Auf dieser Seite möchten wir etwas über unsere Wurzeln erzählen.
Der
Standard des Tibet Terriers
Als charakterisierte
Wunschvorstellung ist der Standard unseres Tibet Terriers über Jahrzehnte nur
unwesentlich verändert worden. Am 30. November 1990 wurde der Standard unter der Nummer - 209 - der FCI
mit folgendem Wortlaut definiert:
ALLGEMEINES ERSCHEINUNGSBILD:robust, von mittlerer Größe, langhaarig, mit
quadratischer Silhouette, resoluterAusdruck
CHARAKTERISTIKA:lebhaft, gutmütig. Treuer Kamerad mit vielen einnehmenden Wesenszügen.
WESEN: aus sich
herausgebend, wachsam, intelligent und mutig; weder ungestüm noch
streitsüchtig. Fremden gegenüber zurückhaltend.
KOPF UND SCHÄDEL:Schädel von mittlerer Länge, weder breit noch grob, von den Ohren zu den Augen
hin etwas schmaler werdend, zwischen den Ohren weder gewölbt noch völlig flach.
Jochbein gebogen, aber nicht übermäßig ausgeprägt, so daß es vorgewölbt ist.
Deutlicher, aber nicht übertrieben ausgeprägter Stop in Höhe der Augenpartie.

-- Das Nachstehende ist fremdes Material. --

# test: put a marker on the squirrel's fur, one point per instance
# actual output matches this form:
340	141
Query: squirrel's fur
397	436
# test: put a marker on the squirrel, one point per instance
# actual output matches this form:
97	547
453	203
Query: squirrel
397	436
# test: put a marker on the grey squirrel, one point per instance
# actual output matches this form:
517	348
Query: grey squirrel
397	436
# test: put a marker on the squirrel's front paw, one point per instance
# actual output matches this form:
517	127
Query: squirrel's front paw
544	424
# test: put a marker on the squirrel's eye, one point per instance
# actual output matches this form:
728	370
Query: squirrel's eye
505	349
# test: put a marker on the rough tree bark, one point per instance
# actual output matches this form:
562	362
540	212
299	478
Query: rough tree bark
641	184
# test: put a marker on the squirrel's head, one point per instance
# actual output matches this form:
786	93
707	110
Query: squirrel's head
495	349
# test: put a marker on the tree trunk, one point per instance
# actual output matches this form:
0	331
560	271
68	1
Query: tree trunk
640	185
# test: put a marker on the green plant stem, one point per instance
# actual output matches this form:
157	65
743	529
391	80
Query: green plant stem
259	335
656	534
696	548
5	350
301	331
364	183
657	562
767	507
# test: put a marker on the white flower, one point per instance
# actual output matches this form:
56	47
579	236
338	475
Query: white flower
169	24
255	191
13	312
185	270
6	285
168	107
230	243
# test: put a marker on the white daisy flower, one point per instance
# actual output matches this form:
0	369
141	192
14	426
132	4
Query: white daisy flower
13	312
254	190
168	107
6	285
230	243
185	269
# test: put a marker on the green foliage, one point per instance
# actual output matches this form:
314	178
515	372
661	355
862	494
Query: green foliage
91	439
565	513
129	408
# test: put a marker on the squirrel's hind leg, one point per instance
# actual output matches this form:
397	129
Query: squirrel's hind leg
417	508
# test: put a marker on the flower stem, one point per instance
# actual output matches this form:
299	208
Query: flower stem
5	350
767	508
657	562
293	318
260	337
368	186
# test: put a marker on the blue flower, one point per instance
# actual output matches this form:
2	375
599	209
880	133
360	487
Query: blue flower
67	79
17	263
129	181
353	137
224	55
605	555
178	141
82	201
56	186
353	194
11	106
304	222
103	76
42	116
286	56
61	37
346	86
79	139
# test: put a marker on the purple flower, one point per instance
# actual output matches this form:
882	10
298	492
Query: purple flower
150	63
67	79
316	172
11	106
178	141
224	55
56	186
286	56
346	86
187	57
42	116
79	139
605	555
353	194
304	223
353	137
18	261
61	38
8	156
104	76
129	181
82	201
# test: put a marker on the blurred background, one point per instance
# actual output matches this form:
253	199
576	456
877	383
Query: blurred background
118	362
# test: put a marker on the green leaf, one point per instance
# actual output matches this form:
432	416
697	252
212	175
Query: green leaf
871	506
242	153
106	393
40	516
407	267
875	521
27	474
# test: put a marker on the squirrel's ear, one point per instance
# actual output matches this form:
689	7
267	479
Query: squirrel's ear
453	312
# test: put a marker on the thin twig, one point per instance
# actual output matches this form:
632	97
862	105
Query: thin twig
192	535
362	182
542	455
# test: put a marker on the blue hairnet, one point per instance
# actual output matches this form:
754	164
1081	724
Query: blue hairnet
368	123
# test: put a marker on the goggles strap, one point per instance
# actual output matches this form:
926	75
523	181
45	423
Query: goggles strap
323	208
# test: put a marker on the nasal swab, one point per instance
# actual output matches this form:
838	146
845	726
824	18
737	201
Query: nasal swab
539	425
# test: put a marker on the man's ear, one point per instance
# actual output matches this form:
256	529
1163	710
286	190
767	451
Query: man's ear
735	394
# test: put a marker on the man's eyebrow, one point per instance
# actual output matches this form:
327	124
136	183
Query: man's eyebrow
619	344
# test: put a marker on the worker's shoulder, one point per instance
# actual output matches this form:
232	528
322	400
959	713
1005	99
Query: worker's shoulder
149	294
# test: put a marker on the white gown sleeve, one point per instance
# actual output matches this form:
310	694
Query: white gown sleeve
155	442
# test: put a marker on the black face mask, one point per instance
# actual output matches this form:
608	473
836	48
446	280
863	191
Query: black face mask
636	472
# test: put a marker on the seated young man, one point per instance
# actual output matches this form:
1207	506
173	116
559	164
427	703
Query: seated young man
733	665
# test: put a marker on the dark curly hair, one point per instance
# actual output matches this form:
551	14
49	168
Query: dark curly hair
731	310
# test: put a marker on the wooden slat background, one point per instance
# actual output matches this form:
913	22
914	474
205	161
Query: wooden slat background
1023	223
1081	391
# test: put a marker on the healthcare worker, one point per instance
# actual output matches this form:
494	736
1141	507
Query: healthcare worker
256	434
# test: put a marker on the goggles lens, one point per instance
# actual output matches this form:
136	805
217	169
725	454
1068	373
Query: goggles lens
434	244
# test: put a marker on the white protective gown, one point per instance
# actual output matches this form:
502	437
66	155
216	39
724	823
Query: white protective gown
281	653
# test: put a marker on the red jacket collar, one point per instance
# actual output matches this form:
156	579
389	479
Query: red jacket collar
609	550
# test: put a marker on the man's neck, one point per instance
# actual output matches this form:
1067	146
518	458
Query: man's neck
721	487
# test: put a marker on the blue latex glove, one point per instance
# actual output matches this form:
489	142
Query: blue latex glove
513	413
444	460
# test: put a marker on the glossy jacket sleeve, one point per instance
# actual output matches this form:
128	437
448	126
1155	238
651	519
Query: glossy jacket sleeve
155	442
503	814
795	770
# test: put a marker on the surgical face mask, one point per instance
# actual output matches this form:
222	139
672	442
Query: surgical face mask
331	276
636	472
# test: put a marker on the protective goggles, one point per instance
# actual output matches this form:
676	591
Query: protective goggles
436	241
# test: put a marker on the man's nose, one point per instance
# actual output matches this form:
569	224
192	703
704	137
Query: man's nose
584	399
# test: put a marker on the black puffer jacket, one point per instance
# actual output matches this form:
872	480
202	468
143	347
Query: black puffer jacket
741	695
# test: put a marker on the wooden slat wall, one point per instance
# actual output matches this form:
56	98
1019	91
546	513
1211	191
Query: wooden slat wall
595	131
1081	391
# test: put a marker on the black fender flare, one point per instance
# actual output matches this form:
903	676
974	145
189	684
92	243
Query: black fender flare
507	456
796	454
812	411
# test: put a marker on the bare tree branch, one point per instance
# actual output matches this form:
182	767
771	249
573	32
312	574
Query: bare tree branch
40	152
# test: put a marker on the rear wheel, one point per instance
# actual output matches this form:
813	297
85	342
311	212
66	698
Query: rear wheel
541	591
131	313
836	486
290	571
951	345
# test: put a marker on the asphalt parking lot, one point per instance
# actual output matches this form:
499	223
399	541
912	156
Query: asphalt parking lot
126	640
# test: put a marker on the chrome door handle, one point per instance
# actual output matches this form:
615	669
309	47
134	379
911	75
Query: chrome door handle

Kräftiger Fang, gut entwickelter Unterkiefer. Die Länge von den Augen bis zur
Nasenspitze ist gleich der Länge von den Augen bis zur Schädelbasis. Nase
schwarz. Kopf reichlich mit langem Haar bedeckt, das nach vorn über die Augen
fällt. Am Unterkiefer befindet sich ein kleiner, nicht übertrieben
ausgebildeter Bart.
AUGEN: groß, rund,
weder vorquellend noch eingefallen, ziemlich weit auseinanderliegend,
dunkelbraun, Augenlider schwarz.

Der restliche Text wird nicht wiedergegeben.